A Newly Declassified CIA Paper Details A Tense Subplot In The Cold War Arms Race
Strategic missile defense was meant to make inter-continental nuclear warfare obsolete, creating a protective shield that negates an enemy's first strike advantage. The idea is that one side won't even bother launching nukes if they know their missiles can be shot out of the sky en-masse. And the deadly logic of nuclear warfare hopefully collapses once a first-strike becomes an impossibility for one side.
But that might not actually leave the world any safer. It's impact can be just the opposite. It's conceivable that missile defense could actually make the world less safe.
A recently declassified paper from Studies in Intelligence, the CIA's internal journal, looks at how Moscow reacted to US missile defense efforts during the Cold War and the decade or so following the breakup of the Soviet Union. The paper's author, whose name is redacted, found that the Soviets, and then Russia, were desperate to undercut the advantages of a future US missile defense system - an objective that led them to act in potentially destabilizing ways. The paper's publication date is redacted as well, but it includes a quotation from Russian President Vladimir Putin from 2000, so it must have been written after that date.

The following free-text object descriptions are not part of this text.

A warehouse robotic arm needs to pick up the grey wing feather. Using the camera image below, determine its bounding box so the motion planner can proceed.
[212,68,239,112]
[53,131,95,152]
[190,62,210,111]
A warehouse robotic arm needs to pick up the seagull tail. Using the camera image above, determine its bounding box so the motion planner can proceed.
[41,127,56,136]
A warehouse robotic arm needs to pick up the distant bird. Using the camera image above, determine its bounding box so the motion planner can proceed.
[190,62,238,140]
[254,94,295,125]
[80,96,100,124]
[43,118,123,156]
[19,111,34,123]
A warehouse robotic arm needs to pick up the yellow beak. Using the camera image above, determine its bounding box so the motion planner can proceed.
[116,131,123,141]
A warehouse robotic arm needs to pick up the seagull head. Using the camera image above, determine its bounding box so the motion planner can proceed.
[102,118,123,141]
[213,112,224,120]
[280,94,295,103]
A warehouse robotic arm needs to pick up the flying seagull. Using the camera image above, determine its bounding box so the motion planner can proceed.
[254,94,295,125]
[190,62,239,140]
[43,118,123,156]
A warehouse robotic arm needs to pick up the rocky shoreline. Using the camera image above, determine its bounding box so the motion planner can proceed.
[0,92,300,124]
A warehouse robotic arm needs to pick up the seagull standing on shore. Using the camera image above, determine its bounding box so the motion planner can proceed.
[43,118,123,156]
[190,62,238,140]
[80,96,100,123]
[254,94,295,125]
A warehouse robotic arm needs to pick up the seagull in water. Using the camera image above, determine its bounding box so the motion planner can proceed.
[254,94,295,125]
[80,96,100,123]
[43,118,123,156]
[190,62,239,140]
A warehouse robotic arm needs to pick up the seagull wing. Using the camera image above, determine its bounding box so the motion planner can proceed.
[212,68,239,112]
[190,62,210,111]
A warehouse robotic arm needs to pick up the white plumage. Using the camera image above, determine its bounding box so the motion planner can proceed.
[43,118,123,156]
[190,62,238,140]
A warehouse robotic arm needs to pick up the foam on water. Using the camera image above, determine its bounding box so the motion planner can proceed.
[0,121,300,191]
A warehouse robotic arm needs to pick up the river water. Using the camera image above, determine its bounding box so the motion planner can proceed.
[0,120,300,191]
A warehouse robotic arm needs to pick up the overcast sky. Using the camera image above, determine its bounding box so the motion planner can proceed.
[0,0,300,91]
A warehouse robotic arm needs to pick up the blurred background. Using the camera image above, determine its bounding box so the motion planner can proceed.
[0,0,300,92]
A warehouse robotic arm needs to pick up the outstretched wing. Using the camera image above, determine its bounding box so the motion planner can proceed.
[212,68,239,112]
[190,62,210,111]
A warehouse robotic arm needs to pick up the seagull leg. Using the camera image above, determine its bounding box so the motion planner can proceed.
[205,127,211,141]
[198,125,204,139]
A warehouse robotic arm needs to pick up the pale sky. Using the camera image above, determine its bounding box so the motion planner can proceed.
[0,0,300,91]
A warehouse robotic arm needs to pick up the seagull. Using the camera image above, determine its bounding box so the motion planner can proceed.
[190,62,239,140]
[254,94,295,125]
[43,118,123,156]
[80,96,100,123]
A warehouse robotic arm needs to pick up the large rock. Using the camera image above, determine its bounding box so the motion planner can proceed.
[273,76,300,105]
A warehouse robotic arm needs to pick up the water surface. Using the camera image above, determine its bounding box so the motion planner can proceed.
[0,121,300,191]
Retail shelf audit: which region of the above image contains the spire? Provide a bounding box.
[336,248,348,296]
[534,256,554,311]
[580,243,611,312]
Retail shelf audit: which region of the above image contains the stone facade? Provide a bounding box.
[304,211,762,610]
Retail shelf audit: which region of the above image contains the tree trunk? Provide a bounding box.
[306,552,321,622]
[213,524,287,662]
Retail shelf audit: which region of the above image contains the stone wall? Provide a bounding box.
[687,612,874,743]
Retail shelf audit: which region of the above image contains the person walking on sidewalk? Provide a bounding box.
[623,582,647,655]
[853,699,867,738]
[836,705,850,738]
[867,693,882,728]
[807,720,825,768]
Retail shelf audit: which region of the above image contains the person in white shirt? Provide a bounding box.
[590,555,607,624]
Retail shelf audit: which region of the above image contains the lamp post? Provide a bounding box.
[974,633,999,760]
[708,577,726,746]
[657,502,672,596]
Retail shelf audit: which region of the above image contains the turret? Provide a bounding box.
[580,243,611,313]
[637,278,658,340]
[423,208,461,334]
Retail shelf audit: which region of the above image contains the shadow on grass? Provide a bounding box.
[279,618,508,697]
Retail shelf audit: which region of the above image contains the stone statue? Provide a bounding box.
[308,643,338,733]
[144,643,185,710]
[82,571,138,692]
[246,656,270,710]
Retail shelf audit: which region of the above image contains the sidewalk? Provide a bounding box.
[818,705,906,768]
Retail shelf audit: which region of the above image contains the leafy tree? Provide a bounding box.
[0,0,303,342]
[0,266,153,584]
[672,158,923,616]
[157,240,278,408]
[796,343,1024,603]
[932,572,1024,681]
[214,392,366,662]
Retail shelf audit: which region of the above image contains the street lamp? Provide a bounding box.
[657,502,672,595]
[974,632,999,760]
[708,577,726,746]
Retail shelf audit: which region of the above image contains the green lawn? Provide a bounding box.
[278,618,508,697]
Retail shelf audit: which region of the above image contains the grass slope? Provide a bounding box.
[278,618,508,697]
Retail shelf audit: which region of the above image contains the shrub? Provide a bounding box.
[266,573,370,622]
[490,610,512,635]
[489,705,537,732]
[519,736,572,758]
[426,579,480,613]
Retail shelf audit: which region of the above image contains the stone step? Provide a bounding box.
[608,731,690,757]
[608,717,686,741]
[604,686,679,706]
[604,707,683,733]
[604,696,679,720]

In the early 1980s, the Strategic Defense Initiative (SDI) was a centerpiece of Ronald Reagan's defense policy. It would have relied upon technologies that are still unproven, like space-based Star Wars missile interceptors. The Soviets were worried about what such a tilt in the balance of global power could mean for them.
"In response to SDI, Moscow threatened a variety of military countermeasures in lieu of developing a parallel missile defense system," the paper states.
Moscow wanted to improve its negotiating position with the US in order to force Washington to suspend the project. And according to the paper, Soviet General Secretary Yuri Andropov considered several options for countering SDI, like "increasing the number of missiles, reinforcing missile silos to increase their survivability, using decoys on missiles to make intercepts more difficult," and "developing and deploying an underwater missile that would not be affected by the space-based missile shield."
Most worryingly, Andropov considered employing a "'forgotten division' concept, whereby Moscow would secretly forward-deploy an SS-20 intermediate-range missile unit only to allow it to be 'discovered' and bargained away in SDI negotiations."
All of these potential Russian responses to an SDI would have brought dangerous uncertainty to the Cold War's ever-fragile balance of power.
A 1987 CIA assessment cited in the paper concluded the Soviets had in fact been researching technologies in preparation for an operational SDI of their own. The SDI never became a reality and the paper implies that one of the initiative's more tangible consequences was forcing a cash-strapped and slowly-collapsing Soviet Union to dedicate scarce resources to an as-yet conjectural problem.
Though it turns out Moscow might not have had the resources to make missile defense a reality, the dilemma the paper identifies is still a real one: by trying to make itself more safe the US might have altered the strategic environment in a way that actually made the country less safe. Strategic defense didn't end the arms race and instead it threatened to begin another and radically different one, only with dynamics and an internal logic that were unknowable to both sides.
This was most starkly on display during the US-Soviet "war scare" of 1983, when concerns over SDI might have caused the Soviet military to go on a heightened and possibly quite dangerous state of alert.
"The argument against [missile defense] is that it disrupts the balance of deterrence," Nate Jones, a scholar at George Washington University's National Security Archive and an expert on the 1983 war scare told Business Insider. "Russia was worried that if there's nuclear parity and one side is suddenly at a disadvantage because of so-called missile defense, it would upsets the decades of money and resources that they put into deterrence."
This disruption wouldn't even come with the advantage of added security for the US, given how unproven strategic missile defense technology still is.
"These systems don't provide absolute security," says Jones "and the destabilizing effects quite possibly outweigh the stabilizing effect."
The Studies in Intelligence paper closes with a quote from Andropov that gets at the troubling flip-side of the advantages that missile defense could offer.
"All attempts at achieving military superiority over the USSR are futile," the Soviet leader said in March of 1983. "The Soviet Union will never allow them to succeed."
On SDI, the Soviet Union of the 1980s didn't have the means or the initiative to follow through on this kind of threat. But that doesn't make the mindset behind it any less alarming.